There's no shame in it. When you're building a business from scratch, you use what's available. But at some point, the duct tape stops holding.
Signs you've outgrown spreadsheets
Here are a few signals that your current setup is costing you more than it's saving:
- You spend Sunday evenings copying menu items between documents
- You've accidentally sent the wrong menu to a client
- You've lost track of who paid and who didn't
- A client asked for their allergy info and you had to dig through old texts
- You can't tell which clients are most profitable without doing math by hand
If any of these sound familiar, you're ready for a real system. (Here's how other chefs manage 10+ clients without losing their minds.)

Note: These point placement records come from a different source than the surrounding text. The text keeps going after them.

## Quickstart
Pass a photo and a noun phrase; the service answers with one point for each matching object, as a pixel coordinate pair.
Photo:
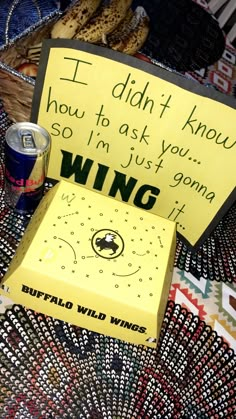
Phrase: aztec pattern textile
(51, 369)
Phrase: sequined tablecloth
(51, 369)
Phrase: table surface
(195, 294)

What "going digital" actually means
Going digital doesn't mean buying expensive enterprise software or learning to code. It means having one place where everything lives:
Menus — Build your weekly menu once. Clients see it on their portal with prices, dietary tags, and descriptions.

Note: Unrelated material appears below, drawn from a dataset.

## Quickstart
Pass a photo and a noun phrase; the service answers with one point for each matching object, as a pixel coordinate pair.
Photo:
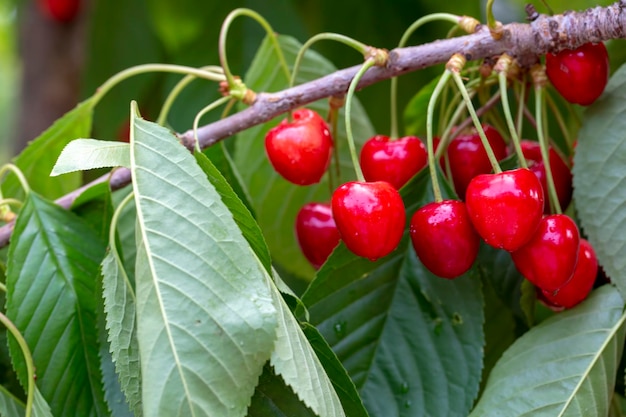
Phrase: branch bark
(525, 42)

Orders — Clients select meals and confirm online. No more back-and-forth text messages.
Billing — Automatic invoices, multiple payment methods, and a clear record of who paid what.
Client profiles — Allergies, preferences, delivery instructions, and order history all in one place.
Prep lists — Ingredient totals, delivery manifests, and prep instructions generated automatically from confirmed orders.
The personal touch doesn't go away
The biggest fear we hear from chefs is: "I don't want to lose the personal relationship with my clients."
Here's the thing — a platform doesn't replace the personal touch. It frees you up to focus on it. When you're not buried in admin work, you have more time for the things that actually matter: tasting new recipes, checking in with clients, and cooking great food.
Start small
You don't have to digitize everything overnight. Start with the thing that causes you the most pain — usually billing or order management — and build from there.
The goal isn't perfection on day one. The goal is a system that grows with you.